Conseil d'État libanais : Décision sur les dépôts bancaires
En même temps, le Conseil n'a pas totalement rejeté la capacité de l'État à adopter des mesures exceptionnelles en temps de crise. Au contraire, il a établi une limite claire sur de tels pouvoirs, considérant que toute mesure de ce type doit être prise dans le cadre d'un cadre légal clair par l'autorité législative compétente et être accompagnée d'un mécanisme défini pour compenser ceux dont les droits ont été restreints ou diminués.
Un coup à l'idée de "Radiation des dépôts" Idée
La décision remet en cause l'une des idées les plus controversées avancées par les autorités depuis le début de la crise financière : la possibilité de transférer une partie des pertes sur les déposants par le biais de l'annulation ou de la réduction des dépôts par voie de décision gouvernementale ou mesure réglementaire.
La décision revêt une importance particulière à la lumière des débats autour du plan de redressement qui ont eu lieu depuis 2022, notamment sous le mandat du gouvernement du Premier ministre Najib Mikati, lorsque des propositions ont été avancées pour annuler une partie des obligations de change de la Banque centrale du Liban dans le cadre d'un effort plus large pour répartir les pertes et obtenir le soutien des acteurs internationaux, notamment le FMI.

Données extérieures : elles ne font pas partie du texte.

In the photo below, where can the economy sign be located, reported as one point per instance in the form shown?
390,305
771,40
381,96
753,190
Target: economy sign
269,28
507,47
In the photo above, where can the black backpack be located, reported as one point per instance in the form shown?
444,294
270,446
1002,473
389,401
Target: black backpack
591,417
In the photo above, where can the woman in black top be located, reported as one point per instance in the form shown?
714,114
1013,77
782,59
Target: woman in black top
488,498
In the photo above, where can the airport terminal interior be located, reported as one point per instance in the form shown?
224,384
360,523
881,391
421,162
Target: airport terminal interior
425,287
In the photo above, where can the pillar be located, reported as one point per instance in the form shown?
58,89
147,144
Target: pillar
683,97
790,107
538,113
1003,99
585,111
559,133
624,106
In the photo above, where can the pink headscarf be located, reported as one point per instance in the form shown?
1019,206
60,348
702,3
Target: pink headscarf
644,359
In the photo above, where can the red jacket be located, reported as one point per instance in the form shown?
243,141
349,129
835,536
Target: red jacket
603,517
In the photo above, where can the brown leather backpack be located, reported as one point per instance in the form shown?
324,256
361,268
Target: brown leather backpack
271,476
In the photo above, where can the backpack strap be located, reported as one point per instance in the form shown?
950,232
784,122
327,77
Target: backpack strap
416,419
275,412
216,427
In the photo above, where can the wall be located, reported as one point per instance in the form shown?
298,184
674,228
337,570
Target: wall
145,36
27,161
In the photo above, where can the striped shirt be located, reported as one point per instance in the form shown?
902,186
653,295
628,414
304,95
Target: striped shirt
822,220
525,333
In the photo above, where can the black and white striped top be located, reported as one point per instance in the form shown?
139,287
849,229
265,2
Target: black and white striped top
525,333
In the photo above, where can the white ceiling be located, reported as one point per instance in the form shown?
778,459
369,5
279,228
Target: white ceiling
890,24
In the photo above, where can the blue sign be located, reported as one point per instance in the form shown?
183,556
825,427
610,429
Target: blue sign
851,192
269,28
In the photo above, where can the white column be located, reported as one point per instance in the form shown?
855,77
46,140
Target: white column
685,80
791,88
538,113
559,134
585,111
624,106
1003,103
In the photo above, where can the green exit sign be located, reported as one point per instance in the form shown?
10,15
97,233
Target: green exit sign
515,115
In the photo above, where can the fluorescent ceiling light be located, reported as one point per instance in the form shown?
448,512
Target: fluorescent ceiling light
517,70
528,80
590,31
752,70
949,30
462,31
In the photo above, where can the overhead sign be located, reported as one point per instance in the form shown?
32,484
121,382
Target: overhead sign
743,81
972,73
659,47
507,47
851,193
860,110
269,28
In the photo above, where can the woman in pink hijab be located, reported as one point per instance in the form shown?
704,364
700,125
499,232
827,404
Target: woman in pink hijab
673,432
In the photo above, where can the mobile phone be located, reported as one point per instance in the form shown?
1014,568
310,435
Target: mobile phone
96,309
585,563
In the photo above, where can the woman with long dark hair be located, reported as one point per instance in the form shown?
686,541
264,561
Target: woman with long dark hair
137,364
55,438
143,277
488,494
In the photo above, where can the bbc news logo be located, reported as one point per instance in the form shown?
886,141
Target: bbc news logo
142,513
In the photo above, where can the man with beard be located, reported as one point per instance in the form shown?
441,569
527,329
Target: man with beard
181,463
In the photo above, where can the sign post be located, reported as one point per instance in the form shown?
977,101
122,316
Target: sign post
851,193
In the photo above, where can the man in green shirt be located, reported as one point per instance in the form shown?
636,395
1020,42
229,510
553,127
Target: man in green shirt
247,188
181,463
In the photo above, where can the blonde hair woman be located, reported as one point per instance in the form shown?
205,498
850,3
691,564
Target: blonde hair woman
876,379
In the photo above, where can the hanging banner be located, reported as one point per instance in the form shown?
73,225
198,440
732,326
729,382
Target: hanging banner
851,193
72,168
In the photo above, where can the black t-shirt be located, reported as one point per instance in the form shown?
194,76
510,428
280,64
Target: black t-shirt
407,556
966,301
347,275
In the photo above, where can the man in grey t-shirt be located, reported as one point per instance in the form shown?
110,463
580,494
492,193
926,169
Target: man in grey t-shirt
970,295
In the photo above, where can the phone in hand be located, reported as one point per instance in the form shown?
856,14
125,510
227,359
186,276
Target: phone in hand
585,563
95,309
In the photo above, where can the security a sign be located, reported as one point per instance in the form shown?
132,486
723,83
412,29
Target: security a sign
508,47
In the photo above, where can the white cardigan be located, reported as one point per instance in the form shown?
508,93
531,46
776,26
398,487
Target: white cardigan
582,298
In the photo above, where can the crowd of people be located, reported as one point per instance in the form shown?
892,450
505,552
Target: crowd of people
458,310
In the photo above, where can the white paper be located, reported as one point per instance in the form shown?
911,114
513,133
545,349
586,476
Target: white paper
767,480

Que signifie la décision sur le plan juridique ?
Sur le plan juridique, la décision établit trois conclusions clés. Selon le Dr. Akram Azoury, avocat de l'Association des banques, sa portée va au-delà du différend immédiat.
Premièrement, elle affirme l'indépendance de la juridiction administrative par rapport à l'autorité politique et confirme son pouvoir d'annuler les décisions qui violent les droits de propriété en dehors des cadres constitutionnels.
Deuxièmement, elle précise que tout processus de restructuration des pertes ou d'imposition de restrictions sur les fonds ne peut être réalisé par des décisions gouvernementales vagues ou des mesures réglementaires, mais doit être basé sur une loi claire adoptée par le Parlement qui définit les mécanismes de compensation et les limites de tout impact sur les droits.
Troisièmement, elle établit un précédent judiciaire fort pour toute initiative future visant à saisir ou annuler des dépôts, car le principe affirmé par le Conseil concerne l'essence même du droit plutôt qu'un simple détail procédural.
Il ajoute en outre que la décision renforce également le principe d'arrêt du financement de l'État par la Banque centrale du Liban, conformément à la loi monétaire et de crédit, et contribue à restaurer la confiance dans le système bancaire, soulignant qu'aucun plan de redressement ne peut réussir s'il est fondé sur l'annulation des droits des déposants plutôt que sur leur sauvegarde.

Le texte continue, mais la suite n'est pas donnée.